Herr Präsident, meine Damen und Herren! In der CDU herrscht Unruhe.

(Zurufe von der CDU: Oh!)

Es ist kaum noch etwas, wie es einmal war. Da beginnt der „FAZ“-Herausgeber Schirrmacher zu glauben, dass DIE LINKE doch recht hat, und dort wird die Kanzlerin verschiedentlich als zu sozialdemokratisch wahrgenommen. In Frankreich ist das übrigens unserem Ministerpräsidenten durch Alain Rousset passiert, der aber wahrscheinlich wegen der geografischen Distanz nicht so richtig mitbekommt, was hier in Hessen läuft.
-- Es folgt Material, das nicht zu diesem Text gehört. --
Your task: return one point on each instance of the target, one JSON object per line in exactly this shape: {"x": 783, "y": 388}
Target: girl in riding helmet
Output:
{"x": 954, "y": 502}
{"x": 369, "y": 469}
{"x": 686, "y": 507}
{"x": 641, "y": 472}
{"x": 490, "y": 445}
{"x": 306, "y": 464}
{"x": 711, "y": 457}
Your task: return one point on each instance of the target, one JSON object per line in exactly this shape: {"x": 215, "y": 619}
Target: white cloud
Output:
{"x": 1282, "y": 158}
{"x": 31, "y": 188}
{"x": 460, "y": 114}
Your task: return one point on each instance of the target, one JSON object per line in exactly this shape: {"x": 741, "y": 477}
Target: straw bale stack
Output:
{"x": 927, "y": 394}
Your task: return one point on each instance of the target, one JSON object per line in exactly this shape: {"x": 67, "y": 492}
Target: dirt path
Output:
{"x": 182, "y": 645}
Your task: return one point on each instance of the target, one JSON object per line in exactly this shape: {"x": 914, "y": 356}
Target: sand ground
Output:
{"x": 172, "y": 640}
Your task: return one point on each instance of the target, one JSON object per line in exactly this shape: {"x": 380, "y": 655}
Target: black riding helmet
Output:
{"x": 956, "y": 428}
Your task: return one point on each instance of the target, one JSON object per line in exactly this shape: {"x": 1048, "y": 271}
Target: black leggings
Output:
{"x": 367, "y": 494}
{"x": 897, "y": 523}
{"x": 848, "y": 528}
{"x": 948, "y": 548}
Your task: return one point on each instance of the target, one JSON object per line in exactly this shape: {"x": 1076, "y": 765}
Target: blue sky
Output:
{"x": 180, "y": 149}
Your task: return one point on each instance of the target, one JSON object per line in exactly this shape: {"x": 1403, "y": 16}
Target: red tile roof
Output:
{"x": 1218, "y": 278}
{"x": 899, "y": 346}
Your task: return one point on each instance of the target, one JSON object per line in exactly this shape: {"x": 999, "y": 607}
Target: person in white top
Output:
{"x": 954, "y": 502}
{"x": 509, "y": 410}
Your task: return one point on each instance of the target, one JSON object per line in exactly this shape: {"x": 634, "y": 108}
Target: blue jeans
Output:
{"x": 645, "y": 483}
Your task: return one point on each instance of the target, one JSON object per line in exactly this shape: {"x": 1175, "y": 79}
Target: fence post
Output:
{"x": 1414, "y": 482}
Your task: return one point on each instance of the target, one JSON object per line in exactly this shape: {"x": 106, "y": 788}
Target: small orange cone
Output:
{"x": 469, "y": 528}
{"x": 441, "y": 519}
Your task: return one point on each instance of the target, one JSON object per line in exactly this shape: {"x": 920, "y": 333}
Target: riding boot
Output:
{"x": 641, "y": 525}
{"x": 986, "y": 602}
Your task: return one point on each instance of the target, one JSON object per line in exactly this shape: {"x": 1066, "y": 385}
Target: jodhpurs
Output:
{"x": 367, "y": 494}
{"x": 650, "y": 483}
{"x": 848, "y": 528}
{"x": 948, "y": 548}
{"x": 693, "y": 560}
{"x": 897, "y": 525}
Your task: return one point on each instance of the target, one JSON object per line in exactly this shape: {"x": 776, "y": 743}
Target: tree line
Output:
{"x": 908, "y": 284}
(Zuruf des Abg. Clemens Reif (CDU))

Christean Wagner bangt um das konservative Erbe. Als Ausweg gilt es da, die bewährten Feindbilder zu bedienen. Mögen sie noch so unsinnig sein, wie beispielsweise Frau Steinbachs Einlassung, wonach die Nazis eigentlich eine linke Partei gewesen seien. Schon der selige Franz Josef Strauß ist mit einer ähnlichen Erkenntnis im Jahr 1980 auf die Nase gefallen, weil er sagte – ich zitiere –: „Sowohl Hitler wie Goebbels waren im Grunde ihres Herzens Marxisten.“

Diese absurde Position musste dann Helmut Kohl ausbaden, weil sich die ehemaligen Nazis in der CDU dagegen gewehrt haben, mit Sozialisten auf eine Stufe gestellt zu werden.

Zugleich erkennt beispielsweise der Vorsitzende der Jungen Union in der CSU Alfred Sauter in den Jungsozialisten und Jungdemokraten die einzigen und wahren Faschisten unserer Tage. Die Links-Rechts-Gleichsetzung war und ist immer Bestandteil des Kampfes gegen DIE LINKE gewesen, und das war ausschließlich ihr Zweck.